5 Key Strategies to Trading Success

Traders could be missing out on market recovery due to lack of strategy. Here's 5 key strategies to help your trading success.
 
Oct. 31, 2012 - PRLog -- The Australian sharemarket is now showing some signs of strength. The overall index is trading above its uptrend line and holding on to its support.

However, despite the trading and investing opportunities being presented by the markets, some people could be missing out on profits due to lack of strategy.

Justine Pollard, a professional trader and trading mentor, said, “The biggest key to success as a stock market trader is to know when to exit and to understand that you have no control over the market.”

Mrs Pollard, who is also the author of Smart Trading Plans, said that stock market trading is one of the most unpredictable yet attractive ways of making money.

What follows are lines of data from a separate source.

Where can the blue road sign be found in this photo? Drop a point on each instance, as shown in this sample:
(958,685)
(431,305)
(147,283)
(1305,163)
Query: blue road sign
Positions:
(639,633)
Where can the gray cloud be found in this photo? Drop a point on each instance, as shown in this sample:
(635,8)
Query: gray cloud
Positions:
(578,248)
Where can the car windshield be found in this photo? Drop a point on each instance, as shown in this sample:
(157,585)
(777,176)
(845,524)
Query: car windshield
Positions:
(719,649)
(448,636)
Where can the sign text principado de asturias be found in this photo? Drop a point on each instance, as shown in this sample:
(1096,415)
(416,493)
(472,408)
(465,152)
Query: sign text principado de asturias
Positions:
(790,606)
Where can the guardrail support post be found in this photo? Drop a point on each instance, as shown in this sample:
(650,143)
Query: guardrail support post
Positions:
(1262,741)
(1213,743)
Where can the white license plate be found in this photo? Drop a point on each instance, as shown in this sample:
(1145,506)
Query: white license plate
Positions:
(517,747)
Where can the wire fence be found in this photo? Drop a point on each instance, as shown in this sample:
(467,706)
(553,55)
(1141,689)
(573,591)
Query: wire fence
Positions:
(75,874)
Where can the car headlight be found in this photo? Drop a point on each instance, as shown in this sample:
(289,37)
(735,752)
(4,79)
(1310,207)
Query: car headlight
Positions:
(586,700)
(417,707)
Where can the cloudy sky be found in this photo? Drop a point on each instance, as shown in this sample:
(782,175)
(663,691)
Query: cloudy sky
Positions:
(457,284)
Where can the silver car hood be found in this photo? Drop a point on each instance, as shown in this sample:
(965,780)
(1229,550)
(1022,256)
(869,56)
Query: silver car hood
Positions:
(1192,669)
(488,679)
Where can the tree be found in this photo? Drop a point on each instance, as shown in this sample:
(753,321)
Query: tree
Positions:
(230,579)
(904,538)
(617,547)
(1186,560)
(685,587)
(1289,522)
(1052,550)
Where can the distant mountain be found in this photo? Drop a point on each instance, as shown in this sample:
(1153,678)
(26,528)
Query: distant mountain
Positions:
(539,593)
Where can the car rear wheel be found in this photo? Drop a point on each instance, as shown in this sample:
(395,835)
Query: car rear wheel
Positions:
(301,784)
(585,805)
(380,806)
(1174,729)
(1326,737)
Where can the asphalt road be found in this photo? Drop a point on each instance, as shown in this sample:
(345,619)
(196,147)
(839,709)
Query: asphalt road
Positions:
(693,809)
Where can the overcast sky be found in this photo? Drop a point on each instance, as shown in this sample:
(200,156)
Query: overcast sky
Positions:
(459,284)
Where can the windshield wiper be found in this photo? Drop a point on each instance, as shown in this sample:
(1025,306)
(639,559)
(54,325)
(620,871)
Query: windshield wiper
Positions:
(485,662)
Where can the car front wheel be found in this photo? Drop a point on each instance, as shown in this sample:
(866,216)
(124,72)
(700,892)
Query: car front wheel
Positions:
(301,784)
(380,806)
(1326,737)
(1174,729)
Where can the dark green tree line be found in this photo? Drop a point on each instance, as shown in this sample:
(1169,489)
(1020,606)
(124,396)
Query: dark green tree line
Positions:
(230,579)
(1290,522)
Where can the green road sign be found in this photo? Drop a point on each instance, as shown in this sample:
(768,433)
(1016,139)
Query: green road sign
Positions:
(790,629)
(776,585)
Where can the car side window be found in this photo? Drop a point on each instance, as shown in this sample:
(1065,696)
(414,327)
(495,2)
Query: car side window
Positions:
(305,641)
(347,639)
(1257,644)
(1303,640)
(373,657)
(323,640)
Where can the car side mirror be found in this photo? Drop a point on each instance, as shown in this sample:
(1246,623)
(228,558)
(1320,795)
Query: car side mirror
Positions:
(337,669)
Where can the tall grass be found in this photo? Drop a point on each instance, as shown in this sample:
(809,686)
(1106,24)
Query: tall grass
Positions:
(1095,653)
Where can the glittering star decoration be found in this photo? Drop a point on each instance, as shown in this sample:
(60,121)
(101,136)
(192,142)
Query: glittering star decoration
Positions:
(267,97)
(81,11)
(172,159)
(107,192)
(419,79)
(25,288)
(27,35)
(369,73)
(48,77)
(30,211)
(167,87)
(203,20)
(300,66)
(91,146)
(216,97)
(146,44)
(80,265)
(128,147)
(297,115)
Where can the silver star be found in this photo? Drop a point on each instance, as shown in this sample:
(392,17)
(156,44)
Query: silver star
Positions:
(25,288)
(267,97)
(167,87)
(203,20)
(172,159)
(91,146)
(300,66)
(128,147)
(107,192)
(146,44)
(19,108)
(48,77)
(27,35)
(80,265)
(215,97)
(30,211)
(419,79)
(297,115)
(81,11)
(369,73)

“When starting out in the stock market many traders think that buying the right share is what will make them profitable,” said Mrs Pollard.

“But it is how you exit the share that is one of the keys to profits.”

As an example, she cited the case of ABC Learning Centres, which used to own and operate a network of childcare centres across Australia.

“If you bought ABC Learning Centres back in 2004 at $4, you would have been in a nice profitable position two years later when the share doubled in price to over $8,” Mrs Pollard said.

“A year later it was worth half its price again and a year after that it was worthless and disappeared off the stock market.”

In her mentoring courses and for her own personal trading, Mrs Pollard emphasizes the need for a clear exit strategy – whether you are making profit or taking a loss – she said traders must have a well-defined exit level.

Mrs Pollard’s Five Key Strategies for Successful Trading:

1.       Having stop-loss strategy in place, so you know when to exit a share

2.       Using a method to position size your trades, which determines the number of shares you can buy based on the amount you are prepared to lose on a trade

3.       Managing your total open market risk in the market at all times to ensure you are not over exposed when you first start investing

4.       Be organised and regularly track and manage your trades through a spreadsheet or software program

5.       Knowing when it’s the right time to add more money to a trade and buy more shares

“Your long term success as a trader depends on how you manage risk in the market,” Mrs Pollard said.

“You can’t be profitable in the market if your losses are larger than your profits.”